The overall character of this year's budget reveals a general willingness by the Saudi government to adapt its development prerogatives to the economic realities imposed by declining oil prices. Expenditures are forecast at $44.1 billion and revenues at $32.3 billion, for a deficit of $11.8 billion. Defense expenditure has been reduced by 30 percent. Such changes may or may not signal the start of long-overdue economic reforms, but they show that the crown prince has made some tough choices that, if pursued, could lead the country back to economic health. Unlike the last time budget reforms were enacted -- in 1995, when the country's leaders presented them as temporary and one-time measures -- this time, Saudi leaders are preparing the public for a continuing process of reform. An especially hopeful sign was the statement by the Saudi minister of finance and national economy, Dr. Ibrahim Al-Assaf: "All future windfalls due to an increase in the price of petroleum will go to finance the domestic debt."

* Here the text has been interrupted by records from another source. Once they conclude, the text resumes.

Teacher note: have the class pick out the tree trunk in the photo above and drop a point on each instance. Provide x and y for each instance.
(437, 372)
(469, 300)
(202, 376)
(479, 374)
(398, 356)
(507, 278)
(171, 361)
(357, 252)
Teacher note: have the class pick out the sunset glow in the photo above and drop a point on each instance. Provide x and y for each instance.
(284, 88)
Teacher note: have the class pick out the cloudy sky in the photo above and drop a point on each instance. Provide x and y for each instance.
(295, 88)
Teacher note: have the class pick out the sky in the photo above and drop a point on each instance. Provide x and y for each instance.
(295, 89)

Economic Reforms: The movement to reform the economy has been gaining momentum in the last year or so. For instance, after years of agonizing about the matter, the major decision-making elements in the kingdom now admit in principle the need to privatize the public utilities and services sector. Both the crown prince and Prince Sultan, the minister of defense and civil aviation, have expressed on numerous occasions their support for a careful and slow process of privatization. The Council of Ministers has approved the establishment of independent bodies to begin the privatization process. Progress has been made selling off Saudi Telecom and the Saudi Electric Company (the umbrella for the regional SCECOs, or Saudi consolidated electric companies).

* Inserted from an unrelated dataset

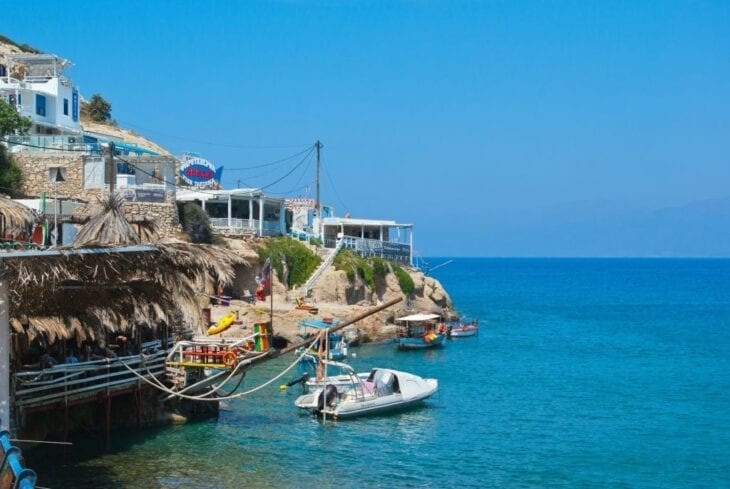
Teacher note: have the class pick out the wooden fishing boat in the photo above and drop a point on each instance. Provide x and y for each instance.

Still, the challenge will be to make reforms at a sufficiently quick pace, in the face of sharply deteriorating public finances. Several state-owned enterprises continue to drain government coffers at an impressive rate. The clearest example is Saudia, the kingdom's huge airline. In August, Saudia raised domestic first class fares 50 percent and business class fares 30 percent, but the extra revenue will not reduce state funding -- which remains in 1999 at the $2.5 billion level of 1998 -- because the company needs to finance a massive plane purchase program if it is to keep up with the high demand for its subsidized domestic services. For perspective, consider that the government's allocation to Saudia is as large as Jordan's entire budgeted state expenditures. An other state-owned company that should be privatized in the near future is the Saline Water Conversion Corporation -- the agency that supervises all the large desalination plants in the kingdom -- which is slated to receive $640 million this year. The government's moves in regard to these two organizations will reveal much about how far and how fast reform will occur.

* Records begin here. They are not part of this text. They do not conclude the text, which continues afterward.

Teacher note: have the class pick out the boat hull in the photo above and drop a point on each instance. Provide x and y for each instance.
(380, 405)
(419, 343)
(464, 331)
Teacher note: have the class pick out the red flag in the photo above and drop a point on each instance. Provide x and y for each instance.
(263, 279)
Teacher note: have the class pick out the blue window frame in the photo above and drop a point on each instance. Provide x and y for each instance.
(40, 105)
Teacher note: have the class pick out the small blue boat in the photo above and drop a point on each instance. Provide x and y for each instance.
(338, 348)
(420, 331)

In addition to privatization, Saudi Arabia could benefit from diversifying the economy (petrochemicals, technology, and precious metals and mineral exploitation are the most likely candidates for continued expansion), as well as opening gas fields to foreign upstream exploration. Crown Prince Abdullah's recent stances make these and other reforms more likely than at any other time in recent history.
Yet, it would be wrong to assume that changes in the political system are necessary to carry out these economic reforms. The Chinese approach to reform is a case in point. The end of the century has brought political leadership changes and challenges to the country's economy, but the government can readily weather these storms if it pursues and accelerates economic reforms.
Nawaf Obaid, a Saudi national who is a graduate student at Harvard University, is a visiting fellow at The Washington Institute; Patrick Clawson is the Institute's director for research.